If the sheriff can give an acknowledgement from the court for approval to purchase within the deadline from the manufacturers, he can save upwards of $3,500 per vehicle by sticking to a price contract determined in January.
“That is the purpose of this letter today,” he said. “...It’s a savings because we have to have it. … As long as I am sheriff and as long as you all are on here, the cars are going to be a factor and that is the way it is. I apologize for that, but I do want to acknowledge this court how much appreciation that I wanted to extend to you all for you all helping the Madison County Sheriff's Office the way you have through the years.”
Judge Executive Reagan Taylor said he would be remiss if he did not acknowledge that his administration has always supported law enforcement and the sheriff's department.
However, the root of the issue, Taylor believes, is the drug epidemic.
“It’s the root of the issues in the jail, it is the root of the issue in us being able to financially support our law enforcement enough to protect our tax paying citizens and I think it is important we get that message out,” Taylor said.
In his state of the county address last week, Taylor said between the jail and sheriff’s budgets, it has increased 103% over the past seven years.
“It has increased because we do support it but also the fact of the sheriff’s department is, there are less state troopers,” Taylor said. “The sheriff’s department and we as a fiscal court have had to put a lot of money into law enforcement where the state used to provide that service a lot more than they do today.”
Judge Taylor said with only seven state troopers in the county, that equaled out to 1.2 troopers per shift with no sick time or vacation time.
“So when we wonder why our budget and stuff is increasing year after year after year, it’s because of this drug epidemic. On the law enforcement side, it’s because the state police have a smaller number of troopers in the commonwealth of Kentucky,” Taylor said. “And it isn’t just happening in Madison County, it is happening all over the commonwealth.”
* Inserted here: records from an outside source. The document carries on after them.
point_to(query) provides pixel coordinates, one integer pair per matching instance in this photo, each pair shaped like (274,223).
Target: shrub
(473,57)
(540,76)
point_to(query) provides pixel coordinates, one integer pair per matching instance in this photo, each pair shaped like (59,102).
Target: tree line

• Two proclamations were read aloud by Judge Taylor which recognized Women in Agriculture Association and the Madison County Extension Homemakers Association during the month of October.
• The fiscal court heard from Emerson McAfee, head of the Vietnam Veterans Association Chapter 1066 spoke before the council about possibly funding two new veterans memorials in conjunction with the city of Richmond and Madison County. In total the two memorials could cost $5,000 a piece for each government body.
• Five resolutions were approved pertaining to the MAdison County CSEPP program including a CSEPP Emergency Preparedness Calendar contract, Modular Utility Vaults bid award, and three grant MOA contract extensions.
The next fiscal court meeting is scheduled for Oct. 26 at 9:30 a.m. at 304 Chestnut Street in Berea.